= Reduced level =

Surveying terminololgy

In surveying, reduced level (RL) refers to equating elevations of survey points with reference to a common assumed vertical datum. It is a vertical distance between survey point and adopted datum surface. Thus, it is considered as the base level which is used as reference to reckon heights or depths of other places or structures in that area, region or country. The word "Reduced" here means "equating" and the word "level" means "elevation". Datum may be a real or imaginary location with a nominated elevation.

== Datum used ==
The most common and convenient datum which is internationally accepted is mean sea level which is a universal measure and based upon a common base line in the whole world determined by the earth's gravitational model (see geoid) that gives the standard to measure elevation of a place above or below mean sea level.

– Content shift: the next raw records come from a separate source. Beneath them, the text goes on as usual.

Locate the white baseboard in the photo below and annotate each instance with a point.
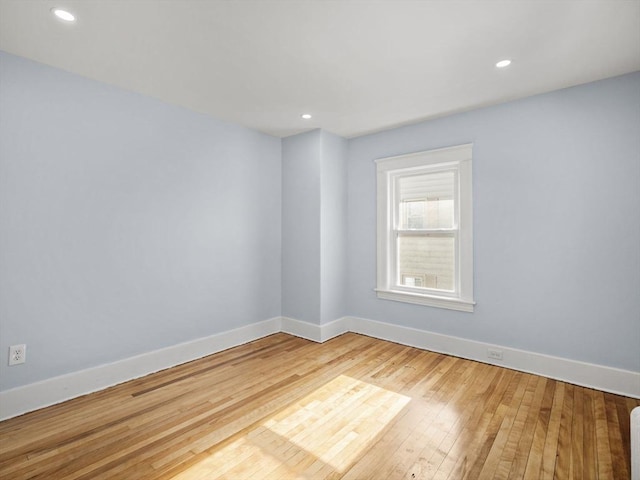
(34, 396)
(608, 379)
(316, 333)
(65, 387)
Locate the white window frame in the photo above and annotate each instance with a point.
(389, 170)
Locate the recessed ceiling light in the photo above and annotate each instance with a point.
(63, 15)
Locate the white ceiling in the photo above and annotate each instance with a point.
(357, 66)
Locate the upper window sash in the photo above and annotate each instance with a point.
(391, 228)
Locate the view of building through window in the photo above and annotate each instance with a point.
(426, 245)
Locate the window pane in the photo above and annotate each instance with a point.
(426, 201)
(426, 261)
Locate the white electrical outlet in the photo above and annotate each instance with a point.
(17, 354)
(494, 354)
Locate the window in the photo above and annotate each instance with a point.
(425, 243)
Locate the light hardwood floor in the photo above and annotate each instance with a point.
(351, 408)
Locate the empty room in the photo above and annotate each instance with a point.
(319, 239)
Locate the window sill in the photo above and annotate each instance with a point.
(428, 300)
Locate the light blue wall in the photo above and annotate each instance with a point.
(128, 225)
(333, 227)
(314, 226)
(556, 223)
(301, 164)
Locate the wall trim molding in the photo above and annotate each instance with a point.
(54, 390)
(19, 400)
(590, 375)
(314, 332)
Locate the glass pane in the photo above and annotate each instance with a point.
(426, 262)
(426, 201)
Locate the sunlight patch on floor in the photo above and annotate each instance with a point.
(323, 433)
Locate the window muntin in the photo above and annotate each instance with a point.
(424, 228)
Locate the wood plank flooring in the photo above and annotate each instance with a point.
(351, 408)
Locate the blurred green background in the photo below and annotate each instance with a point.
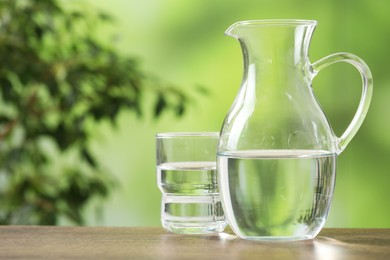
(183, 43)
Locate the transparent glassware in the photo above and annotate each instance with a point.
(187, 179)
(277, 151)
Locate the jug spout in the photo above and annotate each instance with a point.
(238, 29)
(274, 41)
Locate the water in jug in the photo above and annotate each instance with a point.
(277, 151)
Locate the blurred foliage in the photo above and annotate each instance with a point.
(56, 82)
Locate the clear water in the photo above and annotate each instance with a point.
(191, 203)
(277, 194)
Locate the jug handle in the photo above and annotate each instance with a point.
(365, 99)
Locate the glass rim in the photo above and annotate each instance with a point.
(276, 22)
(187, 134)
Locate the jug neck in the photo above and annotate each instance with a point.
(274, 44)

Countries adopt their nearby mean sea levels as datum planes for calculations of reduced levels in their respective jurisdictions. For example, Pakistan takes sea near Karachi as its datum while India takes sea near Mumbai as its datum for calculation of reduced levels. The term reduced level is denoted shortly by 'RL'. National survey departments of each country determine RLs of significantly important locations or points. These points are called permanent benchmarks and this survey process is known as Great Trigonometrical Surveying (GTS). The permanent benchmarks act as reference points for determining RLs of other locations in a particular country.

==Instruments==
The instruments used to determine reduced level include:
- Optical levelling instruments like automatic level, Y level, dumpy level, or Cooke's reversible level
- Levelling staff
- Tripod stand

==RL calculation==
RL of a survey point can be determined by two methods:
1. Height of instrument method
2. Rise and fall method

==Significance==
1. For drainage of water under gravity a suitable slope is required. Thus, roads are built in the fashion that their RL's on sides are comparatively smaller than the RL at the mid-span of the road. This ensures proper drainage of water from roads.
2. For construction of buildings, roads, and dams, a horizontal levelled surface is required. So, at construction sites, RLs of different points are obtained. The ground surface is then being levelled to the RL, which is obtained by taking the arithmetic mean of RLs of different points.
3. Reduced Levels are used heavily in underground mining applications, referencing an area within the mine's vertical depth from the surface, as opposed to Mean sea level.